CVE-2024-6611: 
NixOS vulnerability analysis and mitigation

A security vulnerability identified as CVE-2024-6611 was discovered in Firefox and Thunderbird browsers. The vulnerability affects Firefox versions below 128 and Thunderbird versions below 128, where a nested iframe triggering a cross-site navigation could send SameSite=Strict or Lax cookies. This issue was reported by Pedro Bernardo and was addressed in the Firefox 128 and Thunderbird 128 releases (Mozilla Advisory).

The vulnerability has been assigned a CVSS v3.1 base score of 9.8 (CRITICAL) with the vector string CVSS:3.1/AV:N/AC:L/PR:N/UI:N/S:U/C:H/I:H/A:H by CISA-ADP (NVD). The issue specifically involves the incorrect handling of SameSite cookies during cross-site navigation scenarios involving nested iframes. The vulnerability was classified with a low impact severity by Mozilla in their security advisory (Mozilla Advisory).

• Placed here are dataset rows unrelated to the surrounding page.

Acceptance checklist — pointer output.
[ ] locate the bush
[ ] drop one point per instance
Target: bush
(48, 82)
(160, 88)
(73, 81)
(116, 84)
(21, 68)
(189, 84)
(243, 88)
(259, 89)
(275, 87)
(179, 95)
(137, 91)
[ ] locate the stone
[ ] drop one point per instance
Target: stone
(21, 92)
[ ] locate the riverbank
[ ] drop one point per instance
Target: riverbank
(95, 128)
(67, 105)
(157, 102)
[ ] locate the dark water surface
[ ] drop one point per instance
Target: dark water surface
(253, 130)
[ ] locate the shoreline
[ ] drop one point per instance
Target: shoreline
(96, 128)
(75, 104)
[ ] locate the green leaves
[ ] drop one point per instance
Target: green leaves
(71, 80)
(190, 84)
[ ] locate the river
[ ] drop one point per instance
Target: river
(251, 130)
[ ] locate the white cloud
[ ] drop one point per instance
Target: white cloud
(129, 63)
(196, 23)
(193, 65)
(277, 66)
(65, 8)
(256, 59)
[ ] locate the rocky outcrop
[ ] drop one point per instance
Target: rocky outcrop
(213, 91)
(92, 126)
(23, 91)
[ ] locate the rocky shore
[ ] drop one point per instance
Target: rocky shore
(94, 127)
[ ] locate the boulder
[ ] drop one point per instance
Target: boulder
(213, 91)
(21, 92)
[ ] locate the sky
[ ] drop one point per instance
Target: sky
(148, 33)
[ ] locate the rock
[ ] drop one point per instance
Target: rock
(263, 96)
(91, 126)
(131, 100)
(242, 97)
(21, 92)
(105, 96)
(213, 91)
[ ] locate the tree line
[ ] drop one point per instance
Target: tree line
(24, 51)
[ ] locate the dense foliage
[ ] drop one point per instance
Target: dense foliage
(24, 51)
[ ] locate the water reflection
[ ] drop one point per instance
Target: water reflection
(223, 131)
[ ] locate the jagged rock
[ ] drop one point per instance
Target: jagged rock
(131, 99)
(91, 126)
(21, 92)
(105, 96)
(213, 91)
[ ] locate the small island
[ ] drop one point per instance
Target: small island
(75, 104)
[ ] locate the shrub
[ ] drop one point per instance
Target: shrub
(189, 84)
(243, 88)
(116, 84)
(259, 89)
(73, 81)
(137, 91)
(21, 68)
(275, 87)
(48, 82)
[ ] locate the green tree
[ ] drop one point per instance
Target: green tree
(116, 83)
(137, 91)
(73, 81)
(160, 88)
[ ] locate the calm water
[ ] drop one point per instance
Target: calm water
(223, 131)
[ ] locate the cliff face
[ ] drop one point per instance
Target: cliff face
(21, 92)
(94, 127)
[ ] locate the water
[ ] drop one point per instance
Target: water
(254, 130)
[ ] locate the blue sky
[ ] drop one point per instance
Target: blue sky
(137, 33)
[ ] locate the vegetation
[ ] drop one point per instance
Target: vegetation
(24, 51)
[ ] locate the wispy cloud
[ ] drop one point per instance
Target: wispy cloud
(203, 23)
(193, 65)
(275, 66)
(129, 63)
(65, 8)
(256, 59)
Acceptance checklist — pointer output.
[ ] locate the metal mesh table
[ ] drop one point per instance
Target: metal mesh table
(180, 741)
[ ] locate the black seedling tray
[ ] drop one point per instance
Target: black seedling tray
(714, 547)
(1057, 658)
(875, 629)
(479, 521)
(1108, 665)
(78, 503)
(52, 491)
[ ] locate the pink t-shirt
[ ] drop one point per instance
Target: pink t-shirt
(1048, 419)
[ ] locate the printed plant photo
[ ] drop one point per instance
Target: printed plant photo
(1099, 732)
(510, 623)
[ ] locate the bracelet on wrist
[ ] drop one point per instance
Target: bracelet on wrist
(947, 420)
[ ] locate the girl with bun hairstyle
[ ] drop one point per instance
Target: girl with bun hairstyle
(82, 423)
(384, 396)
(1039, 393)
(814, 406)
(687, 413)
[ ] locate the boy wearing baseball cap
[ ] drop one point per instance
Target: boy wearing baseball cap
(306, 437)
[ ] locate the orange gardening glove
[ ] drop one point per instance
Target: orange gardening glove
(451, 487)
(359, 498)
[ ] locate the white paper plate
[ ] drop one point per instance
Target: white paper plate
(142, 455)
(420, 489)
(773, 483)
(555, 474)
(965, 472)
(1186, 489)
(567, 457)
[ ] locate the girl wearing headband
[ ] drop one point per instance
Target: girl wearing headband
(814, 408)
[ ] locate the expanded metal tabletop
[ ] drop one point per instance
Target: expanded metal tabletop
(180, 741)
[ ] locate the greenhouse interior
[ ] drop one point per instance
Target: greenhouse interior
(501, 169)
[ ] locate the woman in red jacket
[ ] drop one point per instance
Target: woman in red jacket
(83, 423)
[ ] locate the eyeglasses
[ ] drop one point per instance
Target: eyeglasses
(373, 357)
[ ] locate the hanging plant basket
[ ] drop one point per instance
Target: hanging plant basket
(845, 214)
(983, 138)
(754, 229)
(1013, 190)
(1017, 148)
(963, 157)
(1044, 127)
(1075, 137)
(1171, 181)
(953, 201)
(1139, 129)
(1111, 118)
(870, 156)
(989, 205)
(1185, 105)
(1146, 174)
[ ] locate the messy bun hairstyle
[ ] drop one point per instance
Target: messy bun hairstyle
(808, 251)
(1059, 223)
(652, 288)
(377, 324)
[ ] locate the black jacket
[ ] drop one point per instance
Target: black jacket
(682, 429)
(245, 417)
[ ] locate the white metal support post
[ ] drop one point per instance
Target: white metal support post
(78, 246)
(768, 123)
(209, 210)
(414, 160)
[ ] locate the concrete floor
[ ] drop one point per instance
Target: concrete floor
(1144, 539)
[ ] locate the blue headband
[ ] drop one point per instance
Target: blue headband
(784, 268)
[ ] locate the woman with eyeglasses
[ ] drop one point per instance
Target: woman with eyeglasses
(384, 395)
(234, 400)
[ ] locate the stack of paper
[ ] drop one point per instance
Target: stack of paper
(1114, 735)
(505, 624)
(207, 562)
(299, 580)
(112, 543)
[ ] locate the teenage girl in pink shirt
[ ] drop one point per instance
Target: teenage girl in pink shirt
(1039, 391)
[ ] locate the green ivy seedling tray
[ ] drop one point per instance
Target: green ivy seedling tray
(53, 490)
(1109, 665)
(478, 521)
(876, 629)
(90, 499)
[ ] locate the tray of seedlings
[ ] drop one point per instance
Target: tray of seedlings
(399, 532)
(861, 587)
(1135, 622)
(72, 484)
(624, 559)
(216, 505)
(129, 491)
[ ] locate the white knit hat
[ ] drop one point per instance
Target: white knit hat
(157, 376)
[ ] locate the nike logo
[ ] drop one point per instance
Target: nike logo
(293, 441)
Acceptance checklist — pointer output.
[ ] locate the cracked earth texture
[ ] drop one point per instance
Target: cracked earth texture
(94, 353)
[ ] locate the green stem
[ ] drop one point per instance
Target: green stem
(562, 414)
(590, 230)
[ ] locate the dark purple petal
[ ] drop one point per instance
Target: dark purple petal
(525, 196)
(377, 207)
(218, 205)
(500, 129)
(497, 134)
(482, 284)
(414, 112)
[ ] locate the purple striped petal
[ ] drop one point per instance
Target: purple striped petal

The vulnerability could potentially allow attackers to bypass SameSite cookie restrictions, which are security controls designed to prevent cross-site request forgery (CSRF) attacks. This affects both Strict and Lax SameSite cookie settings, potentially compromising the intended security boundaries between different sites (Mozilla Advisory).

The vulnerability has been fixed in Firefox 128 and Thunderbird 128. Users are advised to upgrade to these versions or later to mitigate the risk. For Firefox, the fix is available in version 128.0+build2-0ubuntu0.20.04.1 for Ubuntu 20.04 LTS systems (Ubuntu Security). The vulnerability has also been fixed in the Debian sid release with Firefox version 135.0.1-1 (Debian Security).